Dieser Vorwurf wird durch eine Studie des Instituts für Wirtschaft, Arbeit und Kultur (IWAK) der Goethe-Universität in Frankfurt am Main bestätigt. Diese untersuchte die Versorgungsqualität mit Antidekubitus-Liegehilfen durch Leistungserbringer der AOK Hessen. Die Ergebnisse waren besorgniserregend: In vielen Fällen verstoße die Versorgung gegen Verbraucherschutzbestimmungen, Richtlinien und Vertragsinhalte. Besonders bei der Beratung und der Beurteilung der Situation der Patienten würde deutlich gespart. Auch eine individuelle Versorgung fände nicht statt, stattdessen versorgten die Ausschreibungsgewinner die Patienten fast ausschließlich mit standardisierten Produkten aus dem untersten Preissegment. Zusätzlich träten durch europaweite Ausschreibungen immer häufiger längere Wartezeiten und Serviceprobleme auf. Arbeitet die eigene Krankenkasse beispielsweise mit ausländischen Herstellern zusammen, kann der Patient nicht mehr einfach in ein Sanitätsfachgeschäft gehen und sich dort beraten lassen und das benötigte Hilfsmittel beziehen, sondern muss in der Regel direkt beim Hersteller bestellen.
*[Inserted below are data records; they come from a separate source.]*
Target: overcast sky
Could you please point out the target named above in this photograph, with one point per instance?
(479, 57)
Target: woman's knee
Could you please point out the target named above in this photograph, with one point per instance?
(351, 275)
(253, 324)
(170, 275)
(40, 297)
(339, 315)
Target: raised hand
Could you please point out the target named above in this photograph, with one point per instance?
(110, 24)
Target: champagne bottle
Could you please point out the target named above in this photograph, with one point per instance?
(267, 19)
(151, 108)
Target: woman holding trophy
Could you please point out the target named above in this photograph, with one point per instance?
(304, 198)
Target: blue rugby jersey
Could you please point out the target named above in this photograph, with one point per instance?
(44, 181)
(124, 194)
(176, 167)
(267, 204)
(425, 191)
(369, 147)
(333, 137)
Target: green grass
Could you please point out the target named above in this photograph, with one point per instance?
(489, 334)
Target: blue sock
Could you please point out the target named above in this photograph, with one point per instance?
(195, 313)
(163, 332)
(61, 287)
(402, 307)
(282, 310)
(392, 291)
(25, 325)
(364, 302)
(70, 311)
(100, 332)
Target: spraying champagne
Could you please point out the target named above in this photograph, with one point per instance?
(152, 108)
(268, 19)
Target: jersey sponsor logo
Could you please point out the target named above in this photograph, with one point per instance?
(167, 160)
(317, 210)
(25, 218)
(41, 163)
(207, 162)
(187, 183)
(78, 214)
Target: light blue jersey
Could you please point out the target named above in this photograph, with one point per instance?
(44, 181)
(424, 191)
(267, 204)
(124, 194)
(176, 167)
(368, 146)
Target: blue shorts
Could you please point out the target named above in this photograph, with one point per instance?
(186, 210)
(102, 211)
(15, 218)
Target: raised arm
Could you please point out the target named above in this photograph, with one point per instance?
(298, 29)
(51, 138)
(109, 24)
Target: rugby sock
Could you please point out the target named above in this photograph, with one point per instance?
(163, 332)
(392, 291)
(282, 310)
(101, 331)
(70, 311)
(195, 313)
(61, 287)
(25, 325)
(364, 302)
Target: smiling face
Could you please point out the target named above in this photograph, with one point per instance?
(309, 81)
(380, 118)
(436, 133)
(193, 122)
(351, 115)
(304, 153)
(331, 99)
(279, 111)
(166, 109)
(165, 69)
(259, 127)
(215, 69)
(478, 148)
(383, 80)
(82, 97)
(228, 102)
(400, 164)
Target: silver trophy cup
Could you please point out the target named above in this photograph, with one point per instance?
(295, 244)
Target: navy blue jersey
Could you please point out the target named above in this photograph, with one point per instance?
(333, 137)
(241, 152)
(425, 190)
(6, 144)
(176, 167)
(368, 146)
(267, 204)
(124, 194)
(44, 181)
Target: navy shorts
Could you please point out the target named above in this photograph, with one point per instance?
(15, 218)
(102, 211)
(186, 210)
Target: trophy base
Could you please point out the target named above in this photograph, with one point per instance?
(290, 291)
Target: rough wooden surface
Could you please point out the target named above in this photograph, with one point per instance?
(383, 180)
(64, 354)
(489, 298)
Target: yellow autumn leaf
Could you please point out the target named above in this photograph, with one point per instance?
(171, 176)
Laut einer Studie des Beratungsunternehmens Summary Seven Consulting sind im Bereich Hilfsmittel die Ausgaben seitens der gesetzlichen Krankenversicherung (GKV) zwischen 2012 und 2013 um 5,5 Prozent gestiegen. Der Anstieg erklärt sich nicht zuletzt durch den technischen Fortschritt und den demografischen Wandel. Am gesamten Ausgabenvolumen macht der Bereich Hilfsmittel vier Prozent aus. Den größten Anteil an Ausschreibungen haben die Inkontinenzhilfen, gefolgt von Elektrostimulationsgeräten sowie Inhalations- und Atemtherapiegeräten. Besonders im Bereich aufsaugende Inkontinenz sind die durchschnittlichen Erstattungsbeträge zwischen 2012 und 2013 gefallen, nämlich um zehn Prozent von 0,30 auf 0,27 Euro.

Das wichtigste Kriterium bei der Versorgung von Patienten mit Hilfsmitteln sollte die Qualität der Produkte und des zusätzlichen Services sein. Gerade bei Hilfsmitteln wie Rollstühlen oder Antidekubitus-Matratzen muss eine individuelle Berücksichtigung der Lebensumstände des Patienten erfolgen. Bei einer Fokussierung auf den günstigsten Preis ist es in der Tat schwierig, individuelle Lösungen zu finden und gute Beratung zu leisten. Aus Patientensicht ist daher eine Abkehr von dem aktuellen Ausschreibungsverfahren, bei dem der günstigste Anbieter gewinnt, zu begrüßen. Das Problem der hohen Kosten ist zwar nicht wegzudiskutieren, allerdings ist der Anteil von Hilfsmitteln an den Gesamtausgaben der GKV vergleichsweise gering. Die Mehrkosten könnten eventuell durch geeignete Maßnahmen an anderer Stelle kompensiert werden.